800年以上のワイン作りの歴史を持つ、ハンガリーのトカイ地方へ行ってきました。「トカイのワイン産地の歴史的・文化的景観」として世界遺産に登録されているエリアです。
この記事では、「トカイのワイン産地の歴史的・文化的景観」はどのような世界遺産なのか、歴史や構成資産を踏まえて解説していきます。
世界遺産「トカイのワイン産地の歴史的・文化的景観」とは?
ハンガリーの北東部、スロヴァキアと国境を接するところに位置するトカイ地方は、歴史的なワイン産地で、28の町や村と広大なブドウ畑からなります。

たくさんの種類があるトカイワインの中でも、貴腐ブドウがたくさん使われている「Esszencia(エッセンシア)」と「Tokaji Aszu(トカイ・アスー)」は、歴史的にも高い評価を得ています。トカイの貴腐ワインは、ドイツのトロッケンベーレンアウスレーゼ、フランスのボルドーのソーテルヌと並び、世界三大貴腐ワインの1つとされています。
2002年にトカイ地方のいくつかの街やワインセラー、ブドウ畑などが「トカイのワイン産地の歴史的・文化的景観」として世界遺産に登録されました。文化的景観とは世界遺産の概念で、人間と自然の相互作用によって作られた景観のことです。ブドウ畑なんてまさにその概念に当てはまりますよね。
世界遺産に登録された理由は主に以下となります。
- 800年以上にわたってブドウ畑が整備され、ワインが生産されてきた歴史が評価されたこと
- また、併せて広大なブドウ畑、ワインセラー、周辺の町が織りなす独特の景観が評価されたこと
登録名 | トカイのワイン産地の歴史的・文化的景観 (Tokaj Wine Region Historic Cultural Landscape) |
国 | ハンガリー |
登録区分 | 文化遺産(文化的景観) |
登録基準 | (3)、(5) |
登録年 | 2002年 |
登録範囲は以下です。全7件が構成資産となっています。まず1件目は左下の赤枠内で、トカイを中心としたいくつかの街が登録されているエリアです。ブドウ畑やワインセラーをはじめ、歴史的な邸宅、教会、城跡なども合わせて登録されています。残り6件は丸印の箇所で、各地にあるワインセラー群です。黒線枠内がバッファゾーン(緩衝地帯)です。

トカイとワインの歴史
トカイ地方でワインがいつから作られるようになったかは明らかではありません。資料によれば12世紀にはブドウ畑が作られていたことが分かっているので、ワインの製造はそれ以前と考えられています。
16世紀以降、トカイは一大ワイン産地となりました。今や世界的に有名なトカイの貴腐ワインは、オスマン帝国の進軍のために収穫時期が大幅にずれたことで偶然生まれたという伝承があります。収穫されずに残っていたブドウはしなびてカビが生えていましたが、それが濃厚で甘い貴腐ワインを誕生させるきっかけになったとのことです。
17世紀になるとトカイワインは当時トカイが属していたトランシルバニア地方の歴代領主の大きな収入源になり、オーストリア=ハプスブルク家の支配へ対抗するための資金ともなりました。
18世紀には、この地方の有力者で反ハプスブルク運動の中心人物であるラーコーツィ・フェレンツ2世が、大量のトカイワインをフランスのルイ14世に寄贈しました。ルイ14世が「王者のワインにしてワインの王者」と絶賛したのは有名な話です。ちなみにラーコーツィ・フェレンツ2世はハンガリーの英雄として受け入れられており、ブダペストの英雄広場をはじめ、至る所に像が作られています。また、トカイ地方では彼の名前がついてるワインセラーも多いですね。

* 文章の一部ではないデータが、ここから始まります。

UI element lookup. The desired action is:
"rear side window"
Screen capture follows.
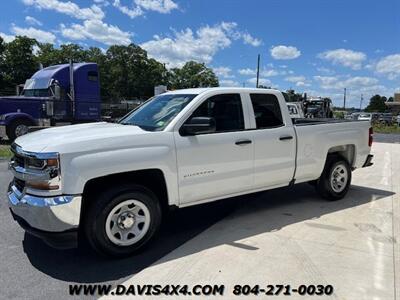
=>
[250,94,283,129]
[192,94,244,132]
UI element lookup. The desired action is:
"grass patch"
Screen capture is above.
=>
[373,124,400,134]
[0,145,12,158]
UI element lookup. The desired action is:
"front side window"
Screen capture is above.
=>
[250,94,283,129]
[120,94,197,131]
[191,94,244,132]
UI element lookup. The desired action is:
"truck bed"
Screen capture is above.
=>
[292,118,365,126]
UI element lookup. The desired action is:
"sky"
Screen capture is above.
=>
[0,0,400,108]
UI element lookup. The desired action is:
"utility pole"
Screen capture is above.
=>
[256,54,260,88]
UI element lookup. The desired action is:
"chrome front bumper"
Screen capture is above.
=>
[8,186,82,233]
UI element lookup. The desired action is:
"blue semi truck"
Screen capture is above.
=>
[0,63,101,141]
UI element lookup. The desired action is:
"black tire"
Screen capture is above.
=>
[315,155,351,201]
[83,185,162,257]
[6,119,32,142]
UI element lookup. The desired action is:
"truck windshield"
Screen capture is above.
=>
[120,94,197,131]
[22,89,50,97]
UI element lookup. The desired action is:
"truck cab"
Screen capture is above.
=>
[0,63,100,140]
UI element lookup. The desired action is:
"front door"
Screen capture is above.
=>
[249,93,296,189]
[175,94,254,204]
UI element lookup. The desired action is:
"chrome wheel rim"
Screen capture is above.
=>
[15,124,28,136]
[331,165,349,193]
[106,199,150,246]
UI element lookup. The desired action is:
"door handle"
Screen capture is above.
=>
[235,140,252,146]
[279,135,293,141]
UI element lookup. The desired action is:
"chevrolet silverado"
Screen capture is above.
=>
[8,88,372,256]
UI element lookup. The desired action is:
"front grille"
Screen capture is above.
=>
[14,154,25,168]
[14,178,25,192]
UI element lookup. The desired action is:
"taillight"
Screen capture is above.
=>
[368,127,374,147]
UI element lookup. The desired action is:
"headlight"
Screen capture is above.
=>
[10,143,61,191]
[25,157,58,170]
[25,157,61,190]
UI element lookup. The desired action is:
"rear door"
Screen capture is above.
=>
[248,93,296,189]
[174,93,254,204]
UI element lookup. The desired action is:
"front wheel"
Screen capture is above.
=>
[316,155,351,201]
[84,186,161,257]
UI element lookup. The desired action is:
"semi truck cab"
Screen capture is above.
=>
[0,63,101,141]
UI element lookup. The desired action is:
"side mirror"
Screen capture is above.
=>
[54,84,61,100]
[180,117,216,136]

20世紀の社会主義体制下では、トカイワインの名声は一時的に下火になりましたが、民主化とともに莫大な投資が行われ、復活しました。今や世界中で親しまれるワインとなっています。
7つの構成資産
世界遺産「トカイのワイン産地の歴史的・文化的景観」を構成する資産を紹介していきます。全7件で構成されています。ハンガリーの旅でいくつか訪問しました。
トカイ・ワイン地区(Tokaj Wine Region)
中心となるトカイをはじめ、いくつかの街や村を含んだエリアです。各地のブドウ畑やワインセラー、教会などの歴史的建造物も含んでいます。
①トカイ(Tokaj)
②タルツァル(Tarcal)
③ボドログケレストール(Bodrogkeresztúr)
④マド(Mad)
⑤タリヤ(Tállya)


実際トカイ村に訪れましたので、以下で紹介しています。トカイワイン飲み比べもしました。

ウングヴァリ・ワインセラー(Ungvári Wine Cellar)
スロバキアとの国境の街シャートラルヤウーイヘイ(Sátoraljaújhely)にあるワインセラーです。
ラーコーツィ・ワイン・セラー(Rákóczi Wine Cellar)
ラーコーツィ・ワイン・セラーはシャーロシュパタク(Sárospatak)にあります。しかし、地図上で探しても見つからなかったため、以下のMapはシャーロシュパタク城になっています。ちなみにシャーロシュパタク城も構成資産ですね。
シャーロシュパタク城は以下で紹介しています。

コポロシ・セラー群(Koporosi Cellars)
シャーロシュパタクの近くにあるヘルツェクート(Hercegkút)のワインセラー群です。
ゴンボシェギ ・セラー群(Gomboshegyi Cellars)
こちらもヘルツェクート(Hercegkút)のワインセラー群です。こちらは実際に訪れました。

ゴンボシェギ ・セラー群に関しては以下で紹介しています。

オレムス・セラー群(Oremus Cellars)
トカイ・アスー誕生の地とされるトルチヴァ(Tolcsva)のワインセラー群です。トカイ地方で最も有名なセラー群です。
トルチヴァ・ワイン博物館セラー群(Tolcsva Wine Museum Cellars)
現在はワイン博物館として公開されているトルチヴァのワインセラー群です。調べましたがどのセラーかは不明でした。トルチヴァへ行けばおそらく分かるのかなと思います。